🤖 AI Summary
Automated localization and description of abnormalities in whole-body CT remain a major challenge in clinical radiology. To address this, we propose OminiAbnorm-CT, the first model supporting hierarchical classification of 404 abnormality types across multiple anatomical planes and all body regions. We introduce a high-quality CT dataset comprising 14.5K images with 19K fine-grained, spatially grounded annotations. Methodologically, OminiAbnorm-CT integrates a multimodal large language–vision architecture, cross-plane feature alignment, and joint visual–textual grounding for abnormality representation. Crucially, it incorporates a radiologist-in-the-loop annotation and evaluation framework.

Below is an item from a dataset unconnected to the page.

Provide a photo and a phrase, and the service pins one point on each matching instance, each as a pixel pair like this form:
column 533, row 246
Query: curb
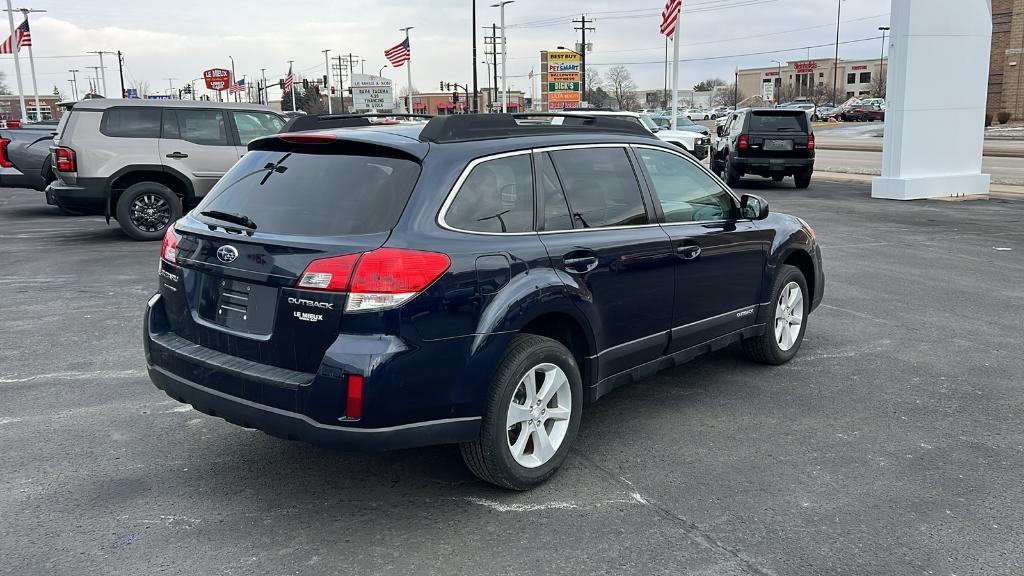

Evaluated on three real-world clinical tasks—including abnormality detection, spatial localization, and natural-language description—our model significantly outperforms prior methods, achieving state-of-the-art accuracy in lesion localization and unprecedented clinical consistency in textual descriptions. This work establishes an abnormality-centric paradigm for clinical-grade CT understanding.
📝 Abstract
Automated interpretation of CT images-particularly localizing and describing abnormal findings across multi-plane and whole-body scans-remains a significant challenge in clinical radiology. This work aims to address this challenge through four key contributions: (i) On taxonomy, we collaborate with senior radiologists to propose a comprehensive hierarchical classification system, with 404 representative abnormal findings across all body regions; (ii) On data, we contribute a dataset containing over 14.5K CT images from multiple planes and all human body regions, and meticulously provide grounding annotations for over 19K abnormalities, each linked to the detailed description and cast into the taxonomy; (iii) On model development, we propose OminiAbnorm-CT, which can automatically ground and describe abnormal findings on multi-plane and whole-body CT images based on text queries, while also allowing flexible interaction through visual prompts; (iv) On benchmarks, we establish three representative evaluation tasks based on real clinical scenarios. Through extensive experiments, we show that OminiAbnorm-CT can significantly outperform existing methods on all the tasks and metrics.